The heat required to convert water at 100°C to vapor is given by the formula:
Q = m * ΔHv
where Q is the heat absorbed, m is the mass of water, and ΔHv is the heat of vaporization of water. The heat of vaporization of water is approximately 40.7 kJ/mol.
First, we need to convert the energy obtained from the candy bar to joules:
Energy = 1094 kJ * 1000 = 1094000 J
Now, let's calculate the mass of water that can be vaporized:
1094000 J = m * 40.7 kJ/mol
To convert kJ to J, we need to divide by 1000:
1094000 J = m * 40.7 J/mol
Simplifying the equation:
m * 40.7 J/mol = 1094000 J
m = 1094000 J / 40.7 J/mol
m ≈ 26885.1 mol
Since the density of water is 1.0 g/mL, we know that 1 mole of water has a mass of 18.02 g:
m = 26885.1 mol * 18.02 g/mol
m ≈ 484749.7 g
Finally, let's convert the mass of water to liters using the density of water:
484749.7 g = 484749.7 mL
Therefore, approximately 484749.7 liters of water could be vaporized using the energy obtained from the candy bar.
To determine how much water in liters could be vaporized using the energy obtained from the candy bar, we need to consider the heat required to vaporize the water and convert it into energy units that match the given value of 1094 kJ.
First, we need to determine the heat of vaporization for water, which is the amount of energy required to vaporize one gram of water.
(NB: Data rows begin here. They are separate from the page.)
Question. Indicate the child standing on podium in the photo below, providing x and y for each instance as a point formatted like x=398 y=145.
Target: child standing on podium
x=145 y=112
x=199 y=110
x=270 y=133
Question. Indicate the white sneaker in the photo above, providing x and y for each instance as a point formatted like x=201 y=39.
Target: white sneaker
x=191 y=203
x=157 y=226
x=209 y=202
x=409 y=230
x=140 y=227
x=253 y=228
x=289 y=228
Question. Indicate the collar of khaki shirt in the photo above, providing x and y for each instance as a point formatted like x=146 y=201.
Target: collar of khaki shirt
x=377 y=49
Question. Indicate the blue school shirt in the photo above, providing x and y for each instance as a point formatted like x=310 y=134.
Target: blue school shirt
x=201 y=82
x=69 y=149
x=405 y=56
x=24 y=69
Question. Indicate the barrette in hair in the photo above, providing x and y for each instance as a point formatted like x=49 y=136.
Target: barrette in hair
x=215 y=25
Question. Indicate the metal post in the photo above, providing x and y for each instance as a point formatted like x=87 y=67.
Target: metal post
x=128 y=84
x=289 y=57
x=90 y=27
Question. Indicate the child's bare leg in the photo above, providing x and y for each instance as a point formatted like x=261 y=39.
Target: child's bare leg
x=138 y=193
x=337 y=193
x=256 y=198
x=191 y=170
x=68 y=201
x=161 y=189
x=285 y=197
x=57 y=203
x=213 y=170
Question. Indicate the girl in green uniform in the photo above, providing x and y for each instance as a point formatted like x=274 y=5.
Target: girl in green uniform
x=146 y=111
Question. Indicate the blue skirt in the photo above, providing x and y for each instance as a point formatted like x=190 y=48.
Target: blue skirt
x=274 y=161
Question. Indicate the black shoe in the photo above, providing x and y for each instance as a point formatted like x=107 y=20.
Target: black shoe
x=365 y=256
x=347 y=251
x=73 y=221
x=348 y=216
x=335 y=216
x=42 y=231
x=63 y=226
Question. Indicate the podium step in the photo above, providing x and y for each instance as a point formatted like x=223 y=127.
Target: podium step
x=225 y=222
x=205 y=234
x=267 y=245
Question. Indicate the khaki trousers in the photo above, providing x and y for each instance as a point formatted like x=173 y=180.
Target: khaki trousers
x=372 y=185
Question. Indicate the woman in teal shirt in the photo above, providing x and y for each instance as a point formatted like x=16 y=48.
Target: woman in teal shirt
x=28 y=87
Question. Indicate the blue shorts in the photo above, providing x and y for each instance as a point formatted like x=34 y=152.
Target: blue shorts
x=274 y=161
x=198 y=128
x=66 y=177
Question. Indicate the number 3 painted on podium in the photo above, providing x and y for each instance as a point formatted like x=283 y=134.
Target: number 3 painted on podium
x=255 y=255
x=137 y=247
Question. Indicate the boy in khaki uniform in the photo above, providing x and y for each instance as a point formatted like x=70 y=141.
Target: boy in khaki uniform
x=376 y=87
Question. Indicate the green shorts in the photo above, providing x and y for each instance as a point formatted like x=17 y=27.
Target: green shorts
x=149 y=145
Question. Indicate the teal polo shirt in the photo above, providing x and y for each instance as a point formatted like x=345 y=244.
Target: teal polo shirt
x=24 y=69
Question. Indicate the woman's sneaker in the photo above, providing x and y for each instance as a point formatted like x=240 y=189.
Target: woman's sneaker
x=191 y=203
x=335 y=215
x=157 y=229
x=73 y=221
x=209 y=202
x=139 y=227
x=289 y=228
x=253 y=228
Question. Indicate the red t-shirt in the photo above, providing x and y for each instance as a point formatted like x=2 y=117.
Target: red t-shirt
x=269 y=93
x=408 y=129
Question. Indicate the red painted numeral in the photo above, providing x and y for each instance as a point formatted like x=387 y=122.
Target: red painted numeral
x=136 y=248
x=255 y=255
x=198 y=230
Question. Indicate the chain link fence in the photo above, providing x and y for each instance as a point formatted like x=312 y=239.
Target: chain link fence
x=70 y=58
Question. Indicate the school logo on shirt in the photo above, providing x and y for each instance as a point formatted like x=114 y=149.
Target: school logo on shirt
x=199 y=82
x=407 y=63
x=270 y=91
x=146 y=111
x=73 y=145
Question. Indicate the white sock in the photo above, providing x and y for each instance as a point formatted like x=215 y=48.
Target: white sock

The heat of vaporization of water is approximately 40.7 kJ/mol.
Next, we convert the given energy value of 1094 kJ to joules by multiplying it by 1000 since 1 kJ is equal to 1000 J:
1094 kJ × 1000 = 1,094,000 J
Now, we can calculate the number of moles of water that can be vaporized using the heat of vaporization. To do this, divide the energy in joules by the heat of vaporization:
1,094,000 J ÷ 40.7 kJ/mol = 26.9 mol
Since the density of water is 1.0 g/mL, we know that 1 mole of water is equivalent to 18 grams (grams/moles) or 18 mL (milliliters/moles).
Thus, the number of milliliters of water that can be vaporized is:
26.9 mol × 18 mL/mol = 484.2 mL
Finally, we can convert the milliliters of water to liters by dividing by 1000:
484.2 mL ÷ 1000 = 0.4842 L
Therefore, approximately 0.4842 liters of water can be vaporized using the energy obtained from the candy bar.